Is there a way to make a Donald Trump biopic interesting or insightful? And is there even an audience for such a film? These are the two existential questions faced by Ali Abbasi’s The Apprentice, a study of the former (and perhaps imminent) President’s, perhaps the most famous and certainly most divisive man in the western world, origins in ‘70s and ‘80s New York. If we go by its dismal-so-far US box office returns, the answer to the latter question is a pretty simple and definitive no, but the first is more elusive. The Apprentice is not a particularly enlightening piece of work, but there is some slick and sleazy entertainment to be found in Trump’s rise to infamy.
Sebastian Stan reaches the logical conclusion of his penchant for taking on only the skeeviest roles outside of his MCU work by playing Trump, and he’s pretty damn good here. Though he doesn’t quite do The Voice that we’ve all become agonisingly familiar with over the past decade, he looks the part and does really capture the mannerisms, which become more and more for-the-cameras flamboyant as Trump rises to fame, getting TV airtime and losing whatever shreds of humanity might have been left in him in his pursuit of endless ‘winning’.

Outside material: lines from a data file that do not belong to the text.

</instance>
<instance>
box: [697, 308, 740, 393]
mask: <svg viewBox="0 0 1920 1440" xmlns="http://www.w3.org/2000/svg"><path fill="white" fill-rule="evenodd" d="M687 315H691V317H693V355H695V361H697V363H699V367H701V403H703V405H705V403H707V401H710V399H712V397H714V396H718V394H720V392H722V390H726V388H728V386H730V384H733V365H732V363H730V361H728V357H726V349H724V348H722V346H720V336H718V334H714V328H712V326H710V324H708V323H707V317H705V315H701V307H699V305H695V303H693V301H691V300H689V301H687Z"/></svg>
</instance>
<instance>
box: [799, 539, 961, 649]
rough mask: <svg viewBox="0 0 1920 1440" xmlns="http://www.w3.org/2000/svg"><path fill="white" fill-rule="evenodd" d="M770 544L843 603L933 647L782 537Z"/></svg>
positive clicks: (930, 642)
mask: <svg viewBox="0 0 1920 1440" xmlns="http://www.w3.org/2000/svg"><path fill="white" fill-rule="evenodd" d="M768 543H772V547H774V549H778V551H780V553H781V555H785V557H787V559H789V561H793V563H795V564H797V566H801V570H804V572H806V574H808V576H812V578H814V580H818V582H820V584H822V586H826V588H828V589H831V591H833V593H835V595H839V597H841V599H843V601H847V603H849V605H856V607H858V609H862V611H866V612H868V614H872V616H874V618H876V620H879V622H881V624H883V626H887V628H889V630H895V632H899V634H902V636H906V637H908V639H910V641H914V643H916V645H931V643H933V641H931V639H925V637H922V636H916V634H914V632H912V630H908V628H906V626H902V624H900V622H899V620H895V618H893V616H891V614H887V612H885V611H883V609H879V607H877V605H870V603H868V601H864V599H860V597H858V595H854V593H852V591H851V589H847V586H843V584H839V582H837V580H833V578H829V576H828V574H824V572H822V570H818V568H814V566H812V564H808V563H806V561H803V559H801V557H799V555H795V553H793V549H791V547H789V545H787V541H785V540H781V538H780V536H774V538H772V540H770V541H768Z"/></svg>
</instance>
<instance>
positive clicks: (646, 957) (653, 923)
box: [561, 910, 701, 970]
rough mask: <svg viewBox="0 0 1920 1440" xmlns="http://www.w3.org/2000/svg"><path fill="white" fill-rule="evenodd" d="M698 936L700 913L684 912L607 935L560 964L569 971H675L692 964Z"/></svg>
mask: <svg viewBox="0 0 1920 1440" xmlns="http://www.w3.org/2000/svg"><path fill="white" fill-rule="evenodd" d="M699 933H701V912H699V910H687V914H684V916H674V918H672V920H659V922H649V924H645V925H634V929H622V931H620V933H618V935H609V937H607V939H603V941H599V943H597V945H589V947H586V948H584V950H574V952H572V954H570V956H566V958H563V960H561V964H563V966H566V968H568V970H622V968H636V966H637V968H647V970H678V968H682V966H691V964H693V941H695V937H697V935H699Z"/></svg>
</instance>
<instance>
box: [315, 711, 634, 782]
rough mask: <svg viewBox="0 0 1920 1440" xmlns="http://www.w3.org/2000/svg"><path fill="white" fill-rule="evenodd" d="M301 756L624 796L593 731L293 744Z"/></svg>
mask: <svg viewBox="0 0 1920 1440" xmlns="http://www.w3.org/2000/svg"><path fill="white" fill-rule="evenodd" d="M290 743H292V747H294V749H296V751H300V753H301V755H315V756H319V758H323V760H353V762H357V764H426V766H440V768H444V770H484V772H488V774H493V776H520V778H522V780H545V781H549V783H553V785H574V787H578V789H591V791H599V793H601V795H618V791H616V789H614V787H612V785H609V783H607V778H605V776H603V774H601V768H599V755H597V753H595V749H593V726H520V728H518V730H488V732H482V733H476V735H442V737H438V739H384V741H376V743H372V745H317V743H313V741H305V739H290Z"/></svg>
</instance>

Abbasi and writer Gabriel Sherman never paint Trump as anything other than a vain, petty, and horrible man, but this isn’t a full SNL-style send-up. Especially in the film’s (much better) first half, there’s an earnestness in his portrayal – this is a human being who is awful, but is still a human being, not yet the deranged cartoon that so dominates world news now. It helps that the ‘70s is the most (maybe only?) dramatically interesting time in Trump’s life, the last time he lacked full control over his fate or wasn’t hermetically sealed from any real consequences for his actions.
As iconic a figure as he strikes (already with the iconic silhouette of his insane hair), though, Trump is outshone constantly by Jeremy Strong as the savagely effective and underhanded lawyer Roy Cohn, who was Trump’s attorney, mentor, attack dog, and (here at least) second father. As you’d expect, Strong is just tremendous in this role, slathered in ridiculous tan and oozing a grotesque confidence, often hunchedly leaning over proceedings like Shakespeare’s Richard III, until the monster he makes in Trump finally, inevitably, eats him too.
Given the subject matter, Abbasi really leans in to all of his nastiest instincts as a filmmaker and the results are mixed. The gross and frenetic energy of New York’s dilapidation in the ‘70s is well captured with grainy cinematography and deafeningly loud music cues, but the very earnestly miserable treatment of women feels at odds with a lot of the wink-wink humour elsewhere. From a really nasty rape scene involving Trump’s first wife Ivana (Maria Bakalova) to a gratuitously mean-spirited blowjob sequence, Trump’s real-life misogyny bleeds not just into his character, but into the filmmaking too. Maybe such a result was inevitable but, especially given Abbasi’s aggressively bad-taste work in portraying the real victims of a serial killer in Holy Spider, it does smack of something a little more darkly gleeful. We know what kind of a man Donald Trump is, and there is nothing really to be learned from The Apprentice, but the two full-bore leading performances grant it some undeniable weight and propulsion.